I recently judged a contest for an international journalism organization that received a large grant from a very large corporation to fund journalism startups and — here’s why I’m naming neither — I was appalled at the complete lack of thought that went into sustainability and responsible fiscal management in every one of the proposals. I urged the organization to not give away one penny and to start over. It didn’t quite do that.

The problem is that journalists don’t know shit about business. Culturally, they don’t want to. I often hear from journalists who are downright hostile to corporations and even capitalism not because they’re commies but because they believe they’re above it all (there is the root, I believe, of much of their cynicism about Google and other large technology companies). As I’ve said here before, when I came up through journalism’s academy, I was taught that mere contact with business was corrupting. I’ve had bosses scold me for considering the business of journalism. When I started Entertainment Weekly, I could not protect my baby from the expensive idiocy of my business-side colleagues because I didn’t have the biz cred. I vowed that would not happen again. That’s why I insisted on learning the business of journalism.

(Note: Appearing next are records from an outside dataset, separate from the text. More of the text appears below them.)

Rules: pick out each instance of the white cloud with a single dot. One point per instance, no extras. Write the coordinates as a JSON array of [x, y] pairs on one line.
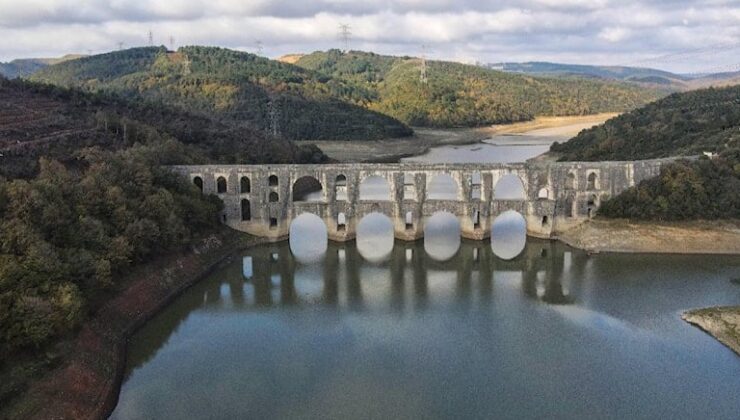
[[581, 31]]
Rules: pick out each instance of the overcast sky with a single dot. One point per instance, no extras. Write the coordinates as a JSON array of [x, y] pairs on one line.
[[678, 35]]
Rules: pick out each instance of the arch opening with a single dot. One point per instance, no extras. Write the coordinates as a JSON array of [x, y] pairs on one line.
[[543, 194], [508, 235], [307, 189], [442, 187], [246, 211], [476, 186], [309, 238], [198, 181], [221, 185], [592, 181], [245, 186], [375, 237], [375, 188], [340, 188], [509, 187], [442, 236], [570, 181]]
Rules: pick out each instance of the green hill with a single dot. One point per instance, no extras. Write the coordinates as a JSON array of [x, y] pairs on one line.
[[682, 124], [57, 123], [268, 95], [464, 95]]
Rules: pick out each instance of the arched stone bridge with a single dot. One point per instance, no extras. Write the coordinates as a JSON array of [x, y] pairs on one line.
[[262, 199]]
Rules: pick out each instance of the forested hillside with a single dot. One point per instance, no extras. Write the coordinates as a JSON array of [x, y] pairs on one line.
[[232, 86], [464, 95], [680, 125], [41, 120], [84, 196]]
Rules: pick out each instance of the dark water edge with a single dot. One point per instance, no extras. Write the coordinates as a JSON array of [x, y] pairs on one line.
[[551, 333]]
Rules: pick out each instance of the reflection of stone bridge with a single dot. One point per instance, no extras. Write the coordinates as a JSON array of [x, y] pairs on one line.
[[264, 199]]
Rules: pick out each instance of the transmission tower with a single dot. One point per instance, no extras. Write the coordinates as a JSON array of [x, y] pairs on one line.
[[273, 112], [423, 71], [345, 33]]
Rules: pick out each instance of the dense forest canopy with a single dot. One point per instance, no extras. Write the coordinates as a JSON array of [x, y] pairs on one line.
[[682, 124], [463, 95], [43, 120], [233, 86]]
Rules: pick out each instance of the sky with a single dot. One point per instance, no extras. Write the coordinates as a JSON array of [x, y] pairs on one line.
[[676, 35]]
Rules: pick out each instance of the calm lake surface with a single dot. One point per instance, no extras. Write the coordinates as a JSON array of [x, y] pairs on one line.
[[439, 328]]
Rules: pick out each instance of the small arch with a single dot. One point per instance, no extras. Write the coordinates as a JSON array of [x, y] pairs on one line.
[[307, 188], [246, 211], [509, 187], [375, 188], [570, 181], [245, 186], [592, 181], [476, 186], [543, 194], [442, 236], [221, 185], [442, 187], [340, 188]]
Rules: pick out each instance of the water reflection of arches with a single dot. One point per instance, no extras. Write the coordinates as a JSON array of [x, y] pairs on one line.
[[375, 188], [509, 187], [307, 189], [308, 238], [508, 234], [375, 237], [442, 187]]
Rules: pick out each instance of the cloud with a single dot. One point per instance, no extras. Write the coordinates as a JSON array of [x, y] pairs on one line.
[[580, 31]]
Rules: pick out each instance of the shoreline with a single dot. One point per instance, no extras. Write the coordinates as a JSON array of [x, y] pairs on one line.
[[87, 382], [721, 322], [394, 149]]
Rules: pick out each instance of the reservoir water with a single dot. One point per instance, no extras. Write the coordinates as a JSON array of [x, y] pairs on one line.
[[438, 328]]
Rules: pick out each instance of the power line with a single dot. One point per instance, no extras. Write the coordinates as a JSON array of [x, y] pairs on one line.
[[345, 33]]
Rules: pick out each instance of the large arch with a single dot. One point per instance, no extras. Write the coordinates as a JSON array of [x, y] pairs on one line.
[[442, 236], [509, 187], [508, 235], [375, 188], [309, 238], [221, 185], [307, 189], [442, 187], [375, 237]]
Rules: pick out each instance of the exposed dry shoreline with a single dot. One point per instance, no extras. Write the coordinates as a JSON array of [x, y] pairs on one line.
[[722, 323], [87, 383], [392, 150], [696, 237]]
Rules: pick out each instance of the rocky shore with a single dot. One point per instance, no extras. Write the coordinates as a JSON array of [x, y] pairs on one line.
[[87, 382], [722, 323]]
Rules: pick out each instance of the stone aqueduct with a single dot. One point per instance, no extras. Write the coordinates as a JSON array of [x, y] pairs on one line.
[[259, 199]]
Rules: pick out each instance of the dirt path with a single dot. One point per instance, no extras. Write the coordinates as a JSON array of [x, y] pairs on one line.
[[391, 150], [701, 237]]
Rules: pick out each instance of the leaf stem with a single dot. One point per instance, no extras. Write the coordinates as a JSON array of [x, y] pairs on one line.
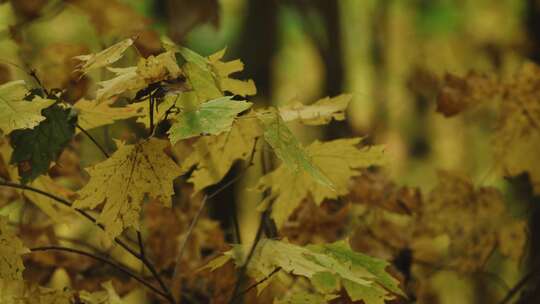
[[100, 147], [105, 261]]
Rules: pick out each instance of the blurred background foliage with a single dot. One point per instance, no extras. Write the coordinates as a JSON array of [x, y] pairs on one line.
[[392, 55]]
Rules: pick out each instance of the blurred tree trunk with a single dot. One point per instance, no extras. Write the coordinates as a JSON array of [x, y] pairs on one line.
[[532, 292], [329, 44], [258, 43]]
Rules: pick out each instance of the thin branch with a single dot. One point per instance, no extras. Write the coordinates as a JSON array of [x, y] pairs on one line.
[[143, 259], [105, 261], [141, 244], [522, 283], [68, 204], [62, 201], [151, 101], [243, 269], [100, 147]]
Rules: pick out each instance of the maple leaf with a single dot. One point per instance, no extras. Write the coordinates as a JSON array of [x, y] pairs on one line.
[[126, 79], [340, 160], [472, 219], [518, 128], [17, 113], [458, 94], [106, 296], [92, 114], [35, 149], [123, 180], [168, 105], [11, 265], [148, 70], [327, 266], [319, 113], [304, 297], [224, 69], [23, 292], [287, 147], [105, 57], [212, 117], [213, 156], [200, 77], [56, 211]]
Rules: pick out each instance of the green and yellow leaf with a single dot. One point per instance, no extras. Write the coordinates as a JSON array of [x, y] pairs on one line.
[[212, 117], [224, 69], [35, 149], [213, 156], [104, 58], [16, 113], [328, 267], [340, 160], [287, 147], [319, 113], [92, 114], [122, 181]]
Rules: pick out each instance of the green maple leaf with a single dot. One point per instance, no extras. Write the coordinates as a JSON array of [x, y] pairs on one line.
[[105, 57], [213, 156], [223, 70], [123, 180], [287, 147], [212, 117], [11, 247], [34, 150], [339, 159], [329, 267], [17, 113], [200, 76]]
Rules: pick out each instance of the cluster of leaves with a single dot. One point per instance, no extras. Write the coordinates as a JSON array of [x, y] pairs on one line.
[[191, 105], [518, 125]]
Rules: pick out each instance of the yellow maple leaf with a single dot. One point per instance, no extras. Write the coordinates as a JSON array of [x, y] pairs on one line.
[[126, 79], [93, 114], [123, 180], [105, 57], [339, 160], [23, 292], [319, 113], [16, 113], [213, 156], [148, 70], [223, 69], [518, 130], [11, 247], [475, 220]]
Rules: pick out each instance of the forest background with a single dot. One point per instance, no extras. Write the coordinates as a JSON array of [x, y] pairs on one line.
[[449, 88]]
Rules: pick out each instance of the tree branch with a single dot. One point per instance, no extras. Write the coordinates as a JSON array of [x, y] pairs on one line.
[[105, 261], [122, 244]]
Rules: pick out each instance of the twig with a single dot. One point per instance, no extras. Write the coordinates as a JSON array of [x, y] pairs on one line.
[[62, 201], [176, 275], [100, 147], [141, 244], [243, 269], [151, 112], [103, 260]]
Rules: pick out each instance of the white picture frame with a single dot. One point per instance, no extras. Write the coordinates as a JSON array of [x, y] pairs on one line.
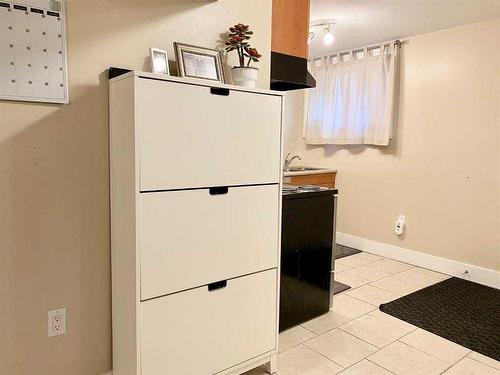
[[199, 62], [159, 61]]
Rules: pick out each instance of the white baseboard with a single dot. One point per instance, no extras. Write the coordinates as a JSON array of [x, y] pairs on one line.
[[477, 274]]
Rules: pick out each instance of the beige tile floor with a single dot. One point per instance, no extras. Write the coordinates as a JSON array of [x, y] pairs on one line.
[[355, 338]]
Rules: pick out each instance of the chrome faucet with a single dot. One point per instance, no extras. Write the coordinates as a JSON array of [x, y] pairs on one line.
[[288, 160]]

That is why I insisted on teaching the business of journalism. For we journalists have proven to be terrible, irresponsible stewards of the craft and its value to the nation. Feeding at the teat of monopolies, we grew fat and complacent and snotty about the markets we were to serve. We wasted so much money on duplicative, commodity coverage for the sake of our egos. We were willfully ignorant of how our industry operated and thus how it is dying, making us complicit in its death. We have only ourselves to hold responsible.

And that is why I so respect my friend John Paton, a newsman’s newsman who learned the business of journalism and is taking responsibility for its fate, as head of Digital First Media (where I am an advisor), which now runs the second-largest newspaper group in the U.S. John does not have the answers but he does have the questions and he’s not afraid to challenge executives in our industry with them. He’s willing to disrupt and experiment and learn. And he’s willing to teach what he learns. “Crappy newspaper executives,” he just said, “are a bigger threat to journalism’s future than any changes wrought by the Internet.”

Yes, it’s not just not-for-profit thinking that’s dangerous to journalism. It’s the unprofitable thinking of for-profit news companies. That is why, again, I insist on holding students and the industry they’ll lead to the more diligent standard of true sustainability. That means profitability. There’s nothing wrong with that.